Didn't heart bleed show that just because a project is open source it doesn't mean someone has looked over it?
People have looked over it, but that doesn't mean it's free of security vulnerabilities (Heartbleed) or even intentional backdoors (xz). But I feel like a rootkit would be especially tough to hide from people looking at the code.
 
what's with all the schizoposting in this thread lately?
Screenshot_20250726-191911.webp

It's right there
 
a rootkit would be especially tough to hide from people looking at the code.
- 2013 to 2021, arbitrary code execution on pretty much anything running a Java server. 93% of enterprise clouds affected.

- 1989 to 2014, arbitrary code execution on web servers using CGI scripts (most of the ones from the 90s and early 00s)

And these are just the ones we know about.

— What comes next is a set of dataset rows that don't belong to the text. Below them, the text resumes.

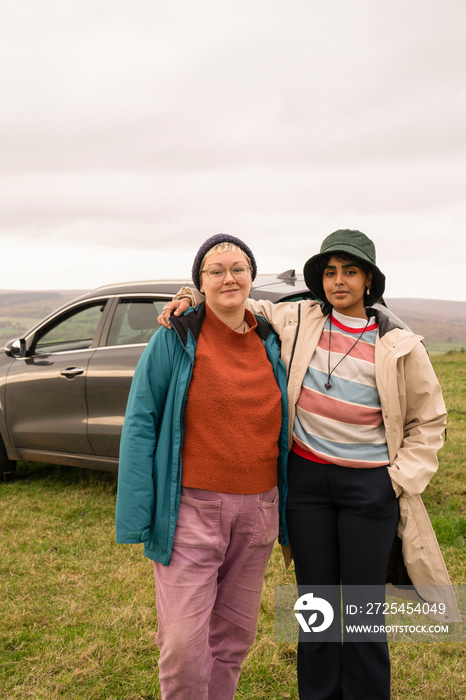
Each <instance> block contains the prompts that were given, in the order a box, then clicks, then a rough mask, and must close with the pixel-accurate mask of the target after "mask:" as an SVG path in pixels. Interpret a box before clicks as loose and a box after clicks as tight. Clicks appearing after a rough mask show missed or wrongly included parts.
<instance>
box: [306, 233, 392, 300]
mask: <svg viewBox="0 0 466 700" xmlns="http://www.w3.org/2000/svg"><path fill="white" fill-rule="evenodd" d="M337 253H346V254H347V255H350V256H351V257H352V258H354V259H355V260H356V261H357V260H363V261H364V262H366V263H369V265H370V266H371V270H372V283H371V288H370V294H369V295H368V296H367V297H364V298H365V301H366V303H368V304H374V303H375V302H376V301H378V300H379V299H380V298H381V297H382V296H383V293H384V291H385V275H384V274H382V272H381V271H380V270H379V268H378V267H377V265H376V264H375V245H374V243H373V242H372V241H371V239H370V238H368V237H367V236H366V235H365V234H364V233H361V231H351V230H350V229H340V230H339V231H334V232H333V233H331V234H330V236H327V238H325V239H324V241H323V243H322V245H321V246H320V253H318V254H317V255H313V256H312V258H309V260H308V261H307V263H306V264H305V265H304V270H303V272H304V281H305V282H306V285H307V286H308V287H309V289H310V290H311V292H312V293H313V294H315V296H316V297H317V299H320V301H324V302H325V301H326V297H325V292H324V287H323V284H322V272H323V271H322V267H321V263H322V260H323V258H324V257H326V256H327V255H329V254H337Z"/></svg>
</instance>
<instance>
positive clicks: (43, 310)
mask: <svg viewBox="0 0 466 700" xmlns="http://www.w3.org/2000/svg"><path fill="white" fill-rule="evenodd" d="M80 294H82V292H81V291H74V290H67V291H31V292H29V291H28V292H11V291H7V290H0V347H2V346H3V345H4V344H5V343H6V341H7V340H10V339H11V338H18V337H19V336H20V335H21V334H22V333H24V332H25V331H27V330H28V329H29V328H31V326H33V325H34V324H35V323H36V322H37V321H40V320H41V319H42V318H44V317H45V316H48V314H50V313H52V311H55V309H58V308H59V307H60V306H62V305H63V304H66V303H67V302H68V301H71V299H74V298H75V297H78V296H79V295H80Z"/></svg>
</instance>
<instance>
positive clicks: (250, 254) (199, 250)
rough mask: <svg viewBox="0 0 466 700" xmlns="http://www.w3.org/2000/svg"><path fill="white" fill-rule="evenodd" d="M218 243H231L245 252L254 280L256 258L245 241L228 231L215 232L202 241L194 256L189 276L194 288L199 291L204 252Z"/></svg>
mask: <svg viewBox="0 0 466 700" xmlns="http://www.w3.org/2000/svg"><path fill="white" fill-rule="evenodd" d="M219 243H233V245H236V246H238V248H241V250H242V251H243V253H246V255H247V256H248V258H249V259H250V261H251V266H252V279H253V280H254V279H255V277H256V275H257V265H256V259H255V258H254V255H253V254H252V251H251V249H250V248H249V246H247V245H246V243H243V241H241V240H240V239H239V238H235V236H230V235H229V234H228V233H217V234H216V235H215V236H211V237H210V238H208V239H207V240H206V241H204V243H203V244H202V245H201V247H200V248H199V250H198V251H197V253H196V257H195V258H194V263H193V269H192V272H191V277H192V280H193V282H194V284H195V286H196V288H197V289H199V291H200V290H201V280H200V267H201V265H202V261H203V260H204V257H205V254H206V253H208V252H209V250H210V249H211V248H213V247H214V246H216V245H218V244H219Z"/></svg>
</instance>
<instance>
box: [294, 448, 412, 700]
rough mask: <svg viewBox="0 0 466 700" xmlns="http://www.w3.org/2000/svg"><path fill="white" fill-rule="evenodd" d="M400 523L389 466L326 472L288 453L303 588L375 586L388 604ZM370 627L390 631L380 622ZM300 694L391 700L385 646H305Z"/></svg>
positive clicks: (377, 621)
mask: <svg viewBox="0 0 466 700" xmlns="http://www.w3.org/2000/svg"><path fill="white" fill-rule="evenodd" d="M398 518H399V509H398V501H397V499H396V496H395V492H394V490H393V487H392V484H391V481H390V477H389V474H388V470H387V467H386V466H384V467H375V468H369V469H354V468H349V467H339V466H337V465H333V464H331V465H324V464H319V463H317V462H310V461H309V460H307V459H303V458H302V457H300V456H298V455H297V454H295V453H294V452H291V453H290V459H289V462H288V502H287V520H288V528H289V534H290V544H291V549H292V553H293V559H294V564H295V572H296V581H297V584H298V587H299V586H306V585H316V584H322V585H343V587H344V586H354V587H360V586H364V587H365V586H371V593H372V596H373V595H374V589H375V591H376V593H375V595H378V597H379V601H380V602H383V601H384V600H385V582H386V572H387V564H388V558H389V555H390V551H391V547H392V544H393V541H394V538H395V536H396V528H397V524H398ZM343 590H345V589H344V588H343ZM354 590H358V589H357V588H355V589H354ZM374 602H375V601H374ZM345 607H346V605H345ZM345 621H346V618H345V615H344V616H343V623H345ZM372 621H373V622H374V623H380V624H382V625H383V624H384V618H383V616H380V615H379V616H378V617H377V616H374V617H373V618H372ZM348 622H349V620H348ZM303 638H304V635H301V639H303ZM298 687H299V697H300V699H301V700H389V698H390V659H389V654H388V646H387V643H386V640H385V641H377V642H373V641H370V642H351V641H345V636H343V643H338V642H325V641H323V642H319V641H318V642H314V641H312V642H309V641H300V642H299V643H298Z"/></svg>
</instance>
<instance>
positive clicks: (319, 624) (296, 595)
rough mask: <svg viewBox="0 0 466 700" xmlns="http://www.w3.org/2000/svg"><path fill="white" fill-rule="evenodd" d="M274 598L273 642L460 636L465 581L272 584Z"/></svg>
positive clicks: (364, 641)
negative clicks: (442, 585)
mask: <svg viewBox="0 0 466 700" xmlns="http://www.w3.org/2000/svg"><path fill="white" fill-rule="evenodd" d="M274 597H275V600H274V609H275V620H274V632H275V639H276V640H277V641H289V642H293V641H297V640H298V639H299V640H300V641H302V642H315V641H319V643H321V642H339V643H341V642H384V641H385V640H386V639H388V641H390V642H392V641H393V642H394V641H401V642H405V641H409V640H412V641H414V642H450V643H451V642H465V641H466V586H455V587H454V588H452V587H451V586H433V585H429V586H427V585H426V586H417V587H416V588H414V586H403V587H402V588H398V589H397V588H396V587H394V586H391V585H390V586H387V587H385V586H383V585H381V586H378V585H373V586H349V585H348V586H331V585H329V586H324V585H315V586H301V585H300V586H299V587H298V586H277V587H276V588H275V596H274Z"/></svg>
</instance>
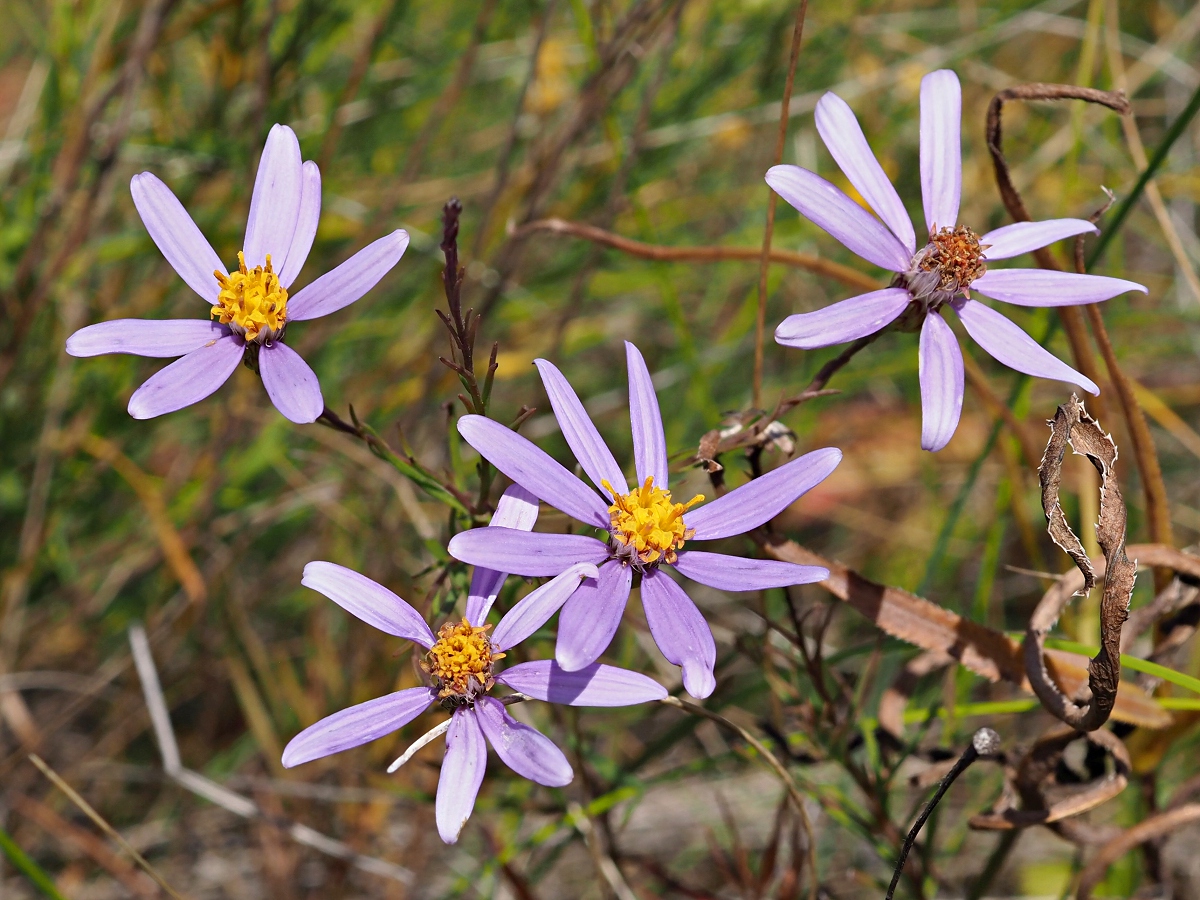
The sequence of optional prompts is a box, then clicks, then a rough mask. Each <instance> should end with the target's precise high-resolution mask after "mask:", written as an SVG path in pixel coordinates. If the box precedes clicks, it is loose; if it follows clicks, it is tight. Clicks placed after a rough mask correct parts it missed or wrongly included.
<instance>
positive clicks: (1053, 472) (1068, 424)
mask: <svg viewBox="0 0 1200 900" xmlns="http://www.w3.org/2000/svg"><path fill="white" fill-rule="evenodd" d="M1051 428H1052V431H1051V434H1050V442H1049V443H1048V444H1046V452H1045V457H1044V458H1043V461H1042V467H1040V468H1039V470H1038V474H1039V478H1040V480H1042V508H1043V509H1044V510H1045V514H1046V520H1048V522H1049V524H1048V530H1049V533H1050V538H1051V539H1052V540H1054V542H1055V544H1056V545H1058V546H1060V547H1061V548H1062V550H1063V551H1064V552H1066V553H1067V554H1068V556H1069V557H1070V558H1072V559H1073V560H1074V562H1075V565H1076V566H1078V568H1079V570H1080V571H1081V572H1082V575H1084V589H1082V592H1081V593H1087V592H1088V590H1091V588H1092V583H1093V582H1094V578H1096V575H1094V572H1093V571H1092V564H1091V560H1090V559H1088V557H1087V554H1086V553H1085V552H1084V546H1082V544H1081V542H1080V540H1079V538H1078V536H1076V535H1075V533H1074V532H1073V530H1072V529H1070V526H1069V524H1068V523H1067V517H1066V515H1064V514H1063V511H1062V505H1061V504H1060V500H1058V487H1060V485H1061V482H1062V462H1063V457H1064V455H1066V452H1067V446H1068V445H1069V446H1070V448H1072V449H1073V450H1074V451H1075V452H1076V454H1082V455H1085V456H1087V458H1088V460H1090V461H1091V463H1092V464H1093V466H1094V467H1096V470H1097V472H1098V473H1099V474H1100V518H1099V522H1097V524H1096V538H1097V541H1098V542H1099V546H1100V550H1102V551H1103V552H1104V558H1105V560H1106V574H1105V577H1104V595H1103V598H1102V600H1100V649H1099V653H1097V654H1096V658H1094V659H1093V660H1092V661H1091V662H1090V664H1088V666H1087V691H1085V692H1081V696H1075V697H1067V696H1066V695H1063V692H1062V691H1061V690H1060V689H1058V685H1057V684H1055V683H1054V680H1052V679H1051V678H1050V676H1049V672H1046V668H1045V664H1044V661H1043V659H1044V658H1043V647H1044V643H1045V636H1046V634H1048V632H1049V631H1050V629H1051V628H1054V624H1055V623H1056V622H1057V620H1058V617H1060V616H1061V614H1062V611H1063V608H1064V607H1066V605H1067V602H1068V600H1069V596H1070V595H1067V596H1063V592H1061V590H1056V589H1055V588H1051V589H1050V590H1049V592H1046V595H1045V596H1044V598H1043V599H1042V602H1039V604H1038V606H1037V608H1036V610H1034V611H1033V614H1032V616H1031V617H1030V625H1028V629H1027V630H1026V635H1025V671H1026V673H1027V674H1028V678H1030V684H1031V686H1032V688H1033V692H1034V694H1037V696H1038V700H1040V701H1042V704H1043V706H1044V707H1045V708H1046V709H1048V710H1049V712H1050V713H1052V714H1054V715H1055V716H1056V718H1058V719H1061V720H1062V721H1064V722H1066V724H1067V725H1069V726H1072V727H1073V728H1076V730H1079V731H1096V730H1097V728H1099V727H1100V726H1102V725H1104V722H1106V721H1108V719H1109V715H1111V713H1112V707H1114V704H1115V703H1116V696H1117V684H1118V683H1120V680H1121V626H1122V625H1123V624H1124V620H1126V617H1127V616H1128V614H1129V598H1130V596H1132V595H1133V586H1134V578H1135V576H1136V571H1138V566H1136V564H1135V563H1132V562H1130V560H1129V558H1128V557H1127V556H1126V548H1124V539H1126V509H1124V500H1123V499H1122V497H1121V487H1120V485H1118V484H1117V479H1116V475H1115V473H1114V470H1112V467H1114V464H1115V463H1116V457H1117V448H1116V444H1114V443H1112V438H1111V437H1109V436H1108V434H1105V433H1104V431H1103V430H1100V427H1099V424H1098V422H1097V421H1096V420H1094V419H1092V416H1090V415H1088V414H1087V410H1086V409H1084V404H1082V402H1080V400H1079V397H1076V396H1072V398H1070V402H1069V403H1064V404H1063V406H1061V407H1058V412H1057V413H1056V414H1055V418H1054V421H1052V424H1051Z"/></svg>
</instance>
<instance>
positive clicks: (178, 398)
mask: <svg viewBox="0 0 1200 900" xmlns="http://www.w3.org/2000/svg"><path fill="white" fill-rule="evenodd" d="M245 349H246V343H245V341H242V340H241V337H239V336H238V335H226V336H224V337H218V338H217V340H216V341H212V342H211V343H206V344H204V346H203V347H200V348H199V349H198V350H192V352H191V353H188V354H187V355H186V356H182V358H181V359H178V360H175V361H174V362H172V364H170V365H169V366H167V367H166V368H163V370H162V371H160V372H156V373H155V374H154V376H151V377H150V378H148V379H146V382H145V384H143V385H142V386H140V388H138V389H137V390H136V391H133V396H132V397H130V415H132V416H133V418H134V419H154V418H155V416H156V415H163V414H164V413H174V412H175V410H176V409H182V408H184V407H190V406H191V404H192V403H199V402H200V401H202V400H204V398H205V397H206V396H209V395H210V394H212V392H214V391H215V390H216V389H217V388H220V386H221V385H222V384H224V383H226V382H227V380H228V379H229V376H232V374H233V371H234V370H235V368H236V367H238V364H239V362H241V355H242V353H244V352H245Z"/></svg>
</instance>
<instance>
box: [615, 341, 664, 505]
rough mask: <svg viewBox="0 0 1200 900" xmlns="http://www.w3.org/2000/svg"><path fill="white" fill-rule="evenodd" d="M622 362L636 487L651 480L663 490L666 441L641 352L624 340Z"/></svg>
mask: <svg viewBox="0 0 1200 900" xmlns="http://www.w3.org/2000/svg"><path fill="white" fill-rule="evenodd" d="M625 362H626V365H628V368H629V421H630V425H631V426H632V428H634V462H635V466H636V468H637V485H638V486H642V485H644V484H646V479H648V478H653V479H654V484H655V485H656V486H658V487H661V488H664V490H666V488H667V485H668V475H667V439H666V436H665V434H664V433H662V414H661V413H660V412H659V398H658V395H655V392H654V382H653V380H650V370H648V368H647V367H646V360H644V359H642V353H641V350H638V349H637V348H636V347H635V346H634V344H631V343H630V342H629V341H625Z"/></svg>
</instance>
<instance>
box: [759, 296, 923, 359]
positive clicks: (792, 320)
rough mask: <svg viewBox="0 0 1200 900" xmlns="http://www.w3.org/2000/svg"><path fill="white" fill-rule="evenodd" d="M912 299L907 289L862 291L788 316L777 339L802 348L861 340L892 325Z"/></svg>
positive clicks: (784, 320) (825, 345)
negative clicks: (908, 302)
mask: <svg viewBox="0 0 1200 900" xmlns="http://www.w3.org/2000/svg"><path fill="white" fill-rule="evenodd" d="M911 300H912V295H911V294H908V292H907V290H905V289H904V288H883V290H872V292H871V293H870V294H859V295H858V296H852V298H850V299H848V300H841V301H839V302H836V304H832V305H829V306H827V307H824V308H823V310H815V311H814V312H802V313H797V314H796V316H788V317H787V318H786V319H784V320H782V322H781V323H779V328H776V329H775V341H776V342H778V343H781V344H784V346H785V347H799V348H800V349H802V350H812V349H816V348H817V347H832V346H833V344H835V343H846V341H857V340H858V338H859V337H866V336H868V335H874V334H875V332H876V331H878V330H880V329H883V328H887V326H888V325H890V324H892V322H893V320H894V319H895V318H896V316H899V314H900V313H902V312H904V311H905V307H906V306H907V305H908V302H910V301H911Z"/></svg>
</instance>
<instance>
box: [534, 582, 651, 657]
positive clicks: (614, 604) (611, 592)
mask: <svg viewBox="0 0 1200 900" xmlns="http://www.w3.org/2000/svg"><path fill="white" fill-rule="evenodd" d="M632 583H634V571H632V569H630V566H628V565H622V564H620V563H617V562H614V560H610V562H607V563H605V564H604V565H601V566H600V577H599V578H594V580H588V581H584V582H583V583H582V584H580V587H578V589H576V592H575V593H574V594H571V599H570V600H568V601H566V604H565V605H564V606H563V612H560V613H559V616H558V642H557V643H556V644H554V659H556V661H557V662H558V665H560V666H562V667H563V668H565V670H566V671H568V672H577V671H578V670H581V668H583V667H584V666H590V665H592V664H593V662H595V661H596V659H598V658H599V656H600V654H601V653H604V652H605V650H606V649H608V644H610V643H612V636H613V635H614V634H617V626H618V625H620V617H622V614H624V612H625V604H626V602H628V601H629V590H630V588H631V586H632Z"/></svg>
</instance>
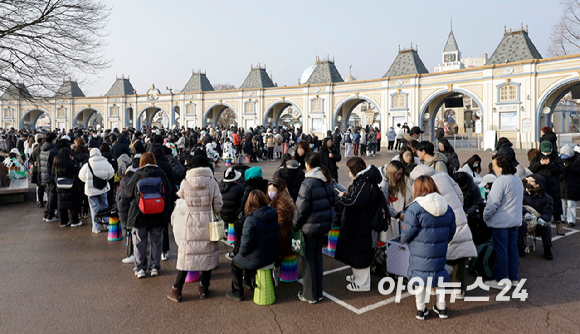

See Stuxnet for what a professional organization could do way back in 2010, and extrapolate from there.
 
  • Like
Reactions: HootersMcBoobies
If there was something as deep as a rootkit, it would be hard to hide and likely any attempts to put such in would have been found by now. I don't think there's ever been any cases of a rootkit being in an open source project and not being detected.
One factor you’re forgetting is that the folks who know about exceptionally long-lived backdoors in software don’t want to reveal them, because 1) they are useful and 2) the longer they sit undetected, the funnier the situation becomes.